Apakah seteleh sepanjang hari bergulat dengan dorongan-dorongan berbagai syahwat tersebut di malamnya digunakan untuk istirahat, makan, minum dan sebagainya? Ternyata tidak. Di malam harinya Rasulullah dan para Sahabat memanfaatkannya untuk qiyam (berdiri beramal ibadah) seperti shalat taraweh, berzikir, membaca dan tadabbur Al-Qur’an dan berbagai ibadah lainnya. Artinya, selama Ramadhan, Rasul dan para Sahabat benar-benar menfokuskan diri bertaqorrub dengan Allah melalu traininag manajemen syahwat dan sekaligus training manajemen ibadah.

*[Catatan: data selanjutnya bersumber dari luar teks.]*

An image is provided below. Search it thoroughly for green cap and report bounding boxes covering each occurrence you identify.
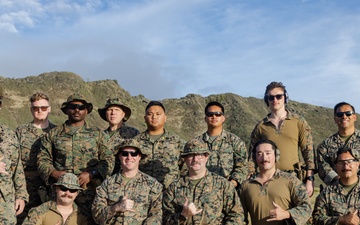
[54,173,82,190]
[181,139,210,157]
[98,98,131,122]
[60,93,93,114]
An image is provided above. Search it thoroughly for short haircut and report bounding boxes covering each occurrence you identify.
[334,102,355,115]
[205,101,225,114]
[145,101,165,112]
[30,92,49,102]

Dua hal inilah yang harus dimiliki oleh setiap hamba yang ingin mendapat ridha Allah di dunia dan bertemu dengan-Nya di syurga.
Aisyah meriwayatkan : Rasulullah adalah orang yang paling dermawan. Di bulan Ramadhan Beliah lebih dermawan lagi ketika bertemu Jibril. Jibril menemui Beliau setiap malam Ramadhan untuk mengajarkan (mudarosah) Al-Qur’an. Sebab itu, kederwawanan Rasul Saw. di bulan Ramadhan lebih kencang dan lebih merata dari angin. (HR. Bukhari).

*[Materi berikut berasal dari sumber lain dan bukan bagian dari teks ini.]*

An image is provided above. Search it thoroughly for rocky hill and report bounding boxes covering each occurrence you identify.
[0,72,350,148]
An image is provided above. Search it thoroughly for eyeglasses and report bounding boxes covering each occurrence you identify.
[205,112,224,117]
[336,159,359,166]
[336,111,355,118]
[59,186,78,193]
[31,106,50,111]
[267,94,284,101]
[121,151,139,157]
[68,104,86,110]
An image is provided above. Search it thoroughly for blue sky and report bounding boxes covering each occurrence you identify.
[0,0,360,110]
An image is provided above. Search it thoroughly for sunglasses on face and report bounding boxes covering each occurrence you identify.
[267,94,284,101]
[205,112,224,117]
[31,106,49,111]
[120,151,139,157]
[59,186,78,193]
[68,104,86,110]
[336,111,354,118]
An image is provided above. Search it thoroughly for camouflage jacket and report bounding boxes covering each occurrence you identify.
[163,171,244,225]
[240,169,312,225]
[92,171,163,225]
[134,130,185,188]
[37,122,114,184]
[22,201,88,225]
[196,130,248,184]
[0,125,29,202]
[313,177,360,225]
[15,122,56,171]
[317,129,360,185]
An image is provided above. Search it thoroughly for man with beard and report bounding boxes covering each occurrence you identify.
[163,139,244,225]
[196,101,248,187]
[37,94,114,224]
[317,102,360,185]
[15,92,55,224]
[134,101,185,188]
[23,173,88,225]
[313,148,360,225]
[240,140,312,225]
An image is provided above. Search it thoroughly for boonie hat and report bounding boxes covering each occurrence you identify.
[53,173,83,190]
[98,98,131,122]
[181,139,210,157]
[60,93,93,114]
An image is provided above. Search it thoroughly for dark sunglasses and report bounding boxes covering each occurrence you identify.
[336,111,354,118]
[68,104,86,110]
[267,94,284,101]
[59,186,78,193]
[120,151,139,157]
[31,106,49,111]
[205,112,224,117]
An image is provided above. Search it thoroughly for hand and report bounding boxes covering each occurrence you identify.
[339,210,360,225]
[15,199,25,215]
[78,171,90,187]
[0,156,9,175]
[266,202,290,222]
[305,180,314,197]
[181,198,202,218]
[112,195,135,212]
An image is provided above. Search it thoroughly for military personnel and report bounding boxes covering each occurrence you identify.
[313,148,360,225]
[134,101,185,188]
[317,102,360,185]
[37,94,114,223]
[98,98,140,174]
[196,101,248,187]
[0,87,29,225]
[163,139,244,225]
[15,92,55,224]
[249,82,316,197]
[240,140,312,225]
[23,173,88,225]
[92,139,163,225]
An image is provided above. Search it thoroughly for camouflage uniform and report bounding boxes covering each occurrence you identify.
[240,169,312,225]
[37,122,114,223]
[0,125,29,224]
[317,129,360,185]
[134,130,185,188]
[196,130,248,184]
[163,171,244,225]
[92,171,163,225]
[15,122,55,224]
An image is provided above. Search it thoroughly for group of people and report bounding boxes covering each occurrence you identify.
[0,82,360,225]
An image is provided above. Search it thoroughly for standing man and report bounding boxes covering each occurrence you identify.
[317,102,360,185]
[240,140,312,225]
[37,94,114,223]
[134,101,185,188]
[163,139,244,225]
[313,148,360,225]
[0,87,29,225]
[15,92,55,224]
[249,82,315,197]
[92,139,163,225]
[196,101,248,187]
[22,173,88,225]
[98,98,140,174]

Inilah contoh nyata dari Rasul Saw. dan para Sahabat ketika mereka memasuki bulan Ramadha. Hampir tak satupun syahwat yang tidak dapat mereka tundukkkan dan kendalikan dan tak satupun kebaikan dan amal sholeh yang mereka tinggalkan. Ramadhan benar-benar menajdi sistem penyemimbang dalam hidup ini sehingga mereka berhasil terbebas dari pengaruh syahwat karena merekalah yang mengendalikannya. Pada waktu yang sama, merke berhasil meningkatkan kualitas diri dengan berbagai amal ibadah yang mereka lakukan dalam rangka taqorrub ialallah. Dengan demikian tercapai janji Rasul Saw. Siapa yang shaum (puasa) di bulan Ramadhan dan dia mengetahui aturan mainnya (batas-batasnya), dia menjaga apa yang seharusnya dijaga maka akan dihapus dosa-dosa sebelumnya. (HR. Ahmad dan Baihaqi).
Keempat, ketika memasuki 10 hari terakhir Ramadhan
Jika kita teliti prilaku hidup Rasul Saw. dan para Sahabat di bulan Ramadhan, kita menemukan berbagai keajaiban. Di antaranya ialah, saat memasuki 10 hari terakhir Ramadhan. Apa yang mereka lakukan sangat kontras dengan apa yang terjadi di negeri ini. 10 Hari terakhir Ramdhan mereka habiskan di masjid, bukan di pasar, tempat kerja, di pabrik, kunjungan daerah dan sebagainya.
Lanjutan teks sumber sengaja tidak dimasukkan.